Nicht nur dass Hitzacker, dieses stille Städtchen in der Elbtalaue mit seinem Weinberg am lieblichen Hügelrand beinahe toskanisch anmutet – bei pünktlich eingetroffenem mediterranen Hoch verführten die diesjährigen Sommerlichen Musiktage noch zusätzlich mental zu „Italienischen Reisen“.
Das traditionelle, ambitionierte Standortfestival hatte sich auch in dieser ersten Augustwoche hoch angesiedelte Ziele gesetzt.
In Verbindung mit dem Klassischen ist Verwobenheit von Alter und Neuer Musik das Anliegen der Kammermusiktage. Am Webstuhl setzt der vor Ideen sprühende Intendant Markus Fein die Knoten dicht an dicht, auch zuweilen übereinander und muss schon bei aller Begeisterung aufpassen, dass aus dem wohl proportionierten Muster nicht ein Patchwork wird. Grenzwertig: Das von dem früheren Hitzacker-Kompositionspreisträger Johannes Harneit nach Häppchenart der dritten Kulturradio-Programme zusammen gewürfelte Eröffnungskonzert mit Evangelisti, Wagner, Liszt, Berlioz und Donizetti. Vorbildlich dagegen: der verflochtene Dialog von Luigi Nonos Streichquartett „Fragmente – Stille. An Diotima...“ mit Madrigalen der frühen Neuzeit in einer beeindruckenden Realisation mit dem casalQUARTETT und dem Orlando di Lasso Ensemble.
Hierfür wurde im Mai dieses Jahres der renommierte Förderpreis der Ernst von Siemens Musikstiftung vergeben.
Auch die Porträtkonzerte für den 2003 verstorbenen Luciano Berio in memoriam regierte die Idee der Fülle mit „durchkomponierten“ Programmen im gesamt-kulturellen Sinn, die sich zu groß angelegten Puzzles zusammen setzen: seine Elementen-Klavierstudien mit Scarlatti, die Sequenze mal höchst vergnüglich mit Eco-Texten, mal mit Madrigalen von Monteverdi und Schütz.
Oder das Quartetto III nach Celan mit Schuberts Quartettsatz und seinen Klaviertrios Es- und B-Dur. Herausragend spielte hier übrigens das sehr sensible junge Hamburger Evrus-Trio.

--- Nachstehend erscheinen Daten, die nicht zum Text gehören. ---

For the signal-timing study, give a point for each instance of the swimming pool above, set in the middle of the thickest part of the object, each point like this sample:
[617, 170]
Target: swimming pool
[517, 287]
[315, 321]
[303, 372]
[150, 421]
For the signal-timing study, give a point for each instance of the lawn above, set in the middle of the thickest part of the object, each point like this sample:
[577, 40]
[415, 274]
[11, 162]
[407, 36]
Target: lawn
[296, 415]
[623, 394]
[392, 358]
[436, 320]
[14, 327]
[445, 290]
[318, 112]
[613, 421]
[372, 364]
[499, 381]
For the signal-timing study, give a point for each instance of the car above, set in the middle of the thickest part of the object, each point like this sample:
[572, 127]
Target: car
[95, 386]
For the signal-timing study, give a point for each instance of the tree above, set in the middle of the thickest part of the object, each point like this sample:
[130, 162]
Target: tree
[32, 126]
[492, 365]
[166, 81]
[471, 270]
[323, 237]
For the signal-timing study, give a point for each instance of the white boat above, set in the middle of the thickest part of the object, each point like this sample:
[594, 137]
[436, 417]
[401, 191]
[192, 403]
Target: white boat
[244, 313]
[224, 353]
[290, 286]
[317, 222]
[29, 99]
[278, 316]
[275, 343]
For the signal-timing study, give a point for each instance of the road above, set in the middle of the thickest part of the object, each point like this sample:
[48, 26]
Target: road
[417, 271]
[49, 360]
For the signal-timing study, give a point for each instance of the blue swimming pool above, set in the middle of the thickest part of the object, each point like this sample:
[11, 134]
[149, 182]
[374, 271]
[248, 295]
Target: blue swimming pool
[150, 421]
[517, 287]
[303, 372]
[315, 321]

Im vielbeachteten Zentrum der Hommage stand Berios große Klaviersonate von 2001 in Verbindung mit Beethovens op. 101 und 110, mit dem phänomenalen, hier viel zu wenig bekannten Pianisten Andrea Lucchesini. Er hatte Berios Sonata, dieses Werk an den Grenzen der Spielbarkeit uraufgeführt und im Vorfeld mit dem Komponisten die pianistischen Machbarkeiten diskutiert. Als Sternstunde möchte man die Hörerakademie mit Andrea Lucchesini und dem Widmungsträger der Sonate, dem renommierten, in Harvard lehrenden Musikwissenschaftler Reinhold Brinkmann werten. Gemeinsam schlüsselten sie als Zeitzeugen das schwierige Beziehungsgeflecht innerhalb der Komposition auf.
Traditionelles zum freudigen Wiedererkennen von Vivaldi über Liszt bis Wolf und die Neue Wiener Schule gab es auf gleichbleibend hohem Niveau, dazu Ausflüge „auf die Straße“ mit dem umwerfenden Szene-Quartett „quadro nuovo“, ein Geheimtipp.

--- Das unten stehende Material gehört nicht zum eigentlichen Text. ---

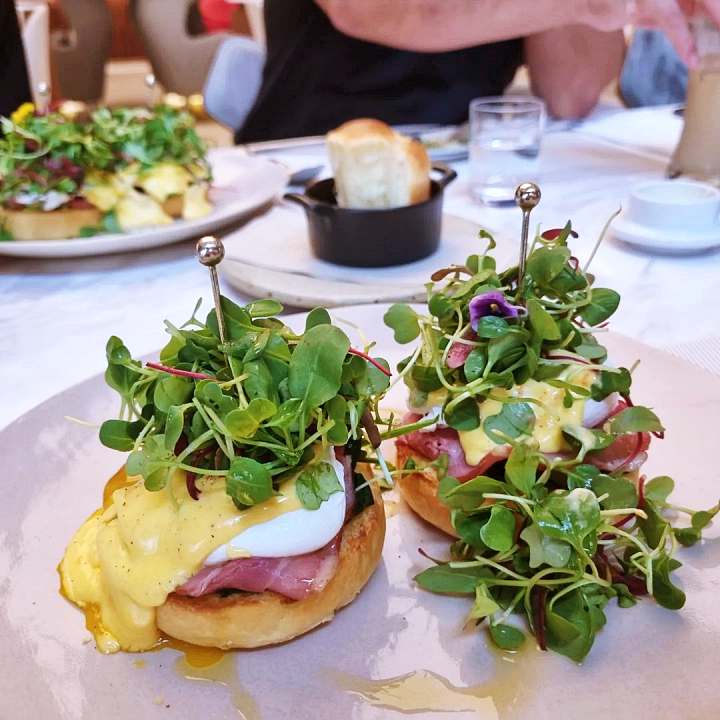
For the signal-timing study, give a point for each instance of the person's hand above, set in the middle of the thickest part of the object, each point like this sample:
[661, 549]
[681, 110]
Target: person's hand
[670, 16]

Dazu noch Hörerakademie, Festival-Fellows-Programm, eine attraktive Mitmach-Ausstellung von Lüneburger Studenten der Kulturwissenschaft zur Italienliebe großer Komponisten, Podium Rolf Liebermann, Kino Open Air („La Strada“ – was sonst) und das gelungene Experiment einer „sichtbaren“ Live-Hörspiel-Produktion des NDR „Zustände wie im alten Rom“ mit dem großartigen Horst Bollmann: das Füllhorn der Italianità quoll über und über vor Ideen-Geblitze in alle Himmelsrichtungen, und das stets beleuchtet von intensivem und lustvollen künstlerischen Niveau.
Wie antizipierte Annette Schwandtner für den Niedersächsischen Kulturminister doch schon in ihrem Grußwort zur Eröffnung: „Kaum ein Festival in Niedersachsen hat diese Qualität“.